Performance gap between vector<bool> and array

std::vector<bool> isn't like any other vector. The documentation says:

std::vector<bool> is a possibly space-efficient specialization of std::vector for the type bool.

That's why it may use up less memory than an array, because it might represent multiple boolean values with one byte, like a bitset. It also explains the performance difference, since accessing it isn't as simple anymore. According to the documentation, it doesn't even have to store it as a contiguous array.


std::vector<bool> is special case. It is specialized template. Each value is stored in single bit, so bit operations are needed. This memory compact but has couple drawbacks (like no way to have a pointer to bool inside this container).

Now bool flag[n+1]; compiler will usually allocate same memory in same manner as for char flag[n+1]; and it will do that on stack, not on heap.

Now depending on page sizes, cache misses and i values one can be faster then other. It is hard to predict (for small n array will be faster, but for larger n result may change).

As an interesting experiment you can change std::vector<bool> to std::vector<char>. In this case you will have similar memory mapping as in case of array, but it will be located at heap not a stack.


I'd like to add some remarks to the good answers already posted.

  • The performance differences between std::vector<bool> and std::vector<char> may vary (a lot) between different library implementations and different sizes of the vectors.

    See e.g. those quick benches: clang++ / libc++(LLVM) vs. g++ / libstdc++(GNU).

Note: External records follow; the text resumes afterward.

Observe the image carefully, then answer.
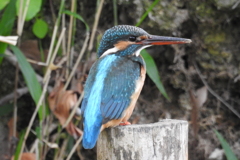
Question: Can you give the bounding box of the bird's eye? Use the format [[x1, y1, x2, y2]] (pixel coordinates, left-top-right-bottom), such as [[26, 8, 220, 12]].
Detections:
[[128, 36, 137, 42]]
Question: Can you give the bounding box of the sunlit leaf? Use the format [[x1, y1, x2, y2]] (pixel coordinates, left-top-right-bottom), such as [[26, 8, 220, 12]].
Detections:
[[11, 46, 43, 120], [0, 0, 10, 10], [33, 19, 48, 39], [16, 0, 42, 21], [141, 49, 170, 100], [214, 130, 238, 160], [63, 10, 90, 32], [136, 0, 160, 26]]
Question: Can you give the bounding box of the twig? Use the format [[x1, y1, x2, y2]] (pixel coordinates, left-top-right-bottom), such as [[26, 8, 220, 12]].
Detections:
[[193, 62, 240, 118], [66, 136, 82, 160], [17, 0, 30, 36], [88, 0, 104, 51], [0, 87, 28, 106], [43, 28, 66, 83], [64, 33, 89, 90], [46, 25, 58, 65], [12, 65, 19, 137]]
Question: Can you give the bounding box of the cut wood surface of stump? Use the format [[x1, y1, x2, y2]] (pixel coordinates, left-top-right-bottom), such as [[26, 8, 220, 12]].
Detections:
[[97, 119, 188, 160]]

  • This: bool flag[n+1]; declares a Variable Length Array, which (despites some performance advantages due to it beeing allocated in the stack) has never been part of the C++ standard, even if provided as an extension by some (C99 compliant) compilers.

  • Another way to increase the performances could be to reduce the amount of calculations (and memory occupation) by considering only the odd numbers, given that all the primes except for 2 are odd.

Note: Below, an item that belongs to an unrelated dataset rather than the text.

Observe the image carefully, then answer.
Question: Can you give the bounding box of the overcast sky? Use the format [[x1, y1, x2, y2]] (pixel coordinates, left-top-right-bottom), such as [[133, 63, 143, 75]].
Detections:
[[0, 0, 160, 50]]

If you can bare the less readable code, you could try to profile the following snippet.

int countPrimes(int n)
{
    if ( n < 2 )
        return 0;
    // Sieve starting from 3 up to n, the number of odd number between 3 and n are
    int sieve_size = n / 2 - 1;
    std::vector<char> sieve(sieve_size); 
    int result = 1;  // 2 is a prime.

    for (int i = 0; i < sieve_size; ++i)
    {
        if ( sieve[i] == 0 )
        {
            // It's a prime, no need to scan the vector again
            ++result;
            // Some ugly transformations are needed, here
            int prime = i * 2 + 3;
            for ( int j = prime * 3, k = prime * 2; j <= n; j += k)
                sieve[j / 2 - 1] = 1;
        }
    }

    return result;
}

Edit

As Peter Cordes noted in the comments, using an unsigned type for the variable j

the compiler can implement j/2 as cheaply as possible. C signed division by a power of 2 has different rounding semantics (for negative dividends) than a right shift, and compilers don't always propagate value-range proofs sufficiently to prove that j will always be non-negative.

It's also possible to reduce the number of candidates exploiting the fact that all primes (past 2 and 3) are one below or above a multiple of 6.